ALFA DIMITRI.
¡¡¡Maldita sea, no puede ser!!!. - boté todo lo de mi escritorio, no podía creer que esto me estuviera pasando, por qué ella, por qué -
— Deberías estar feliz, nuestra compañera es dulce, leal y siempre te ha amado Dimitri — mi lobo estaba emocionado, pero yo no, no la puedo aceptar y eso la romperá, yo la quiero, pero no puedo estar con ella y no quiero hacerle daño.
— No te atrevas a rechazarla Dimitri, si lo haces jamás me volverás a ver.
— No puedo echar atrás los planes, decidí casarme y hacer luna a la hija del alfa, ella es fuerte, será una excelente luna.
— Pero tiene compañero Dimitri.
— Pero lo rechazó por ser un omega.
— No, no me puedes hacer esto Dimitri por favor, no rechaces a Cata, ella nos ama, ella nos adora Dimitri por favor.
— Lo siento Blue, no tengo opción.
— La romperás, tú eres un alfa y casi te mueres cuando la otra hija de alfa nos rechazó, ella es débil, es omega, la matarás, por favor Dimitri no lo hagas — mi lobo lloraba y aullaba de pena.
— No tengo opción, tendré a la curandera preparada para que la salve, tranquilo, la seguiremos viendo.
— Pero es nuestra hembra Dimitri, la hembra y compañera que nos dio la diosa.
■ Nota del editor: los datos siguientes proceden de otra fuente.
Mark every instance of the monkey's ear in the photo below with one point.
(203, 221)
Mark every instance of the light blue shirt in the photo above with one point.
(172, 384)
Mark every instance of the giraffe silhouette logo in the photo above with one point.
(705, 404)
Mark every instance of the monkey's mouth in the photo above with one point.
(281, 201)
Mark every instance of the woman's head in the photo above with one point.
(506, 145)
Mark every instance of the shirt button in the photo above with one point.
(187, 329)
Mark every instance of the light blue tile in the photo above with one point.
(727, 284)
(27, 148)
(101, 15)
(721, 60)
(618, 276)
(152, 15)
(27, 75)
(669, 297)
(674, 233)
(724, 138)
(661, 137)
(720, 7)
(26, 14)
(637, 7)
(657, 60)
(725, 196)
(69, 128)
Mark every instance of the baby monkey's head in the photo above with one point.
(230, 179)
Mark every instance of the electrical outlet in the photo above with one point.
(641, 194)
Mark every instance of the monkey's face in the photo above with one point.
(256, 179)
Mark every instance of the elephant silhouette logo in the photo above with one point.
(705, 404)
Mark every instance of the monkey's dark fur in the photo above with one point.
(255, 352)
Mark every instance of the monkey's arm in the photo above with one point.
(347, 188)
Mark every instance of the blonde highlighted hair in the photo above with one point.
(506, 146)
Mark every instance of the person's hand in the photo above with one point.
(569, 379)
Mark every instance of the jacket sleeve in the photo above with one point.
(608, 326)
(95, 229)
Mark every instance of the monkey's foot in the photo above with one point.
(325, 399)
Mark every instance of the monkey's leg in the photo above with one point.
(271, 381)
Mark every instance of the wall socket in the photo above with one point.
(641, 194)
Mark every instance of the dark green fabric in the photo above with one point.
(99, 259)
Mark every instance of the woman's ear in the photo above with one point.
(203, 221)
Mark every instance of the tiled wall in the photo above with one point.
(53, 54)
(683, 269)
— Lo sé, pero no puedo aceptarla, debo hablar con mi beta — pronto llamé a mi beta a mi oficina y puse un muro entre Blue y yo, su desesperación me estaba matando, pero debo hacerlo.
— Alfa
— Josh, que bueno que llegaste.
— ¿Que pasa? — me preguntó mi Beta al ver todo en el suelo.
— Encontré a mi Compañera.
— ¿En serio?, fantástico quien es
— Cata.
— Eso era lo diferente, tiene lobo ahora, felicitaciones.
— Así es, tiene lobo, pero no puedo aceptarla
— ¡¿Que?! ¡¿Por qué?! ¡¿Te volviste loco?! No existe en el mundo una mujer que te ame más que Cataleya, ¿de verdad la vas a rechazar?
— Hice planes de matrimonio con Catalina, la hija del alfa que te hablé.
— ¿Qué?
— Así es, su hijo salió a buscar a su compañera, ya tiene 26 años y aun no tiene compañera, y mientras no tenga, no puede ser el rey alfa, y si eso no pasa yo tomaré su lugar, nuestras manadas se unirán y seremos los más fuertes de territorio y debo hacerlo antes que su primo reclame el trono.
— Así que rechazaras a tu compañera por poder.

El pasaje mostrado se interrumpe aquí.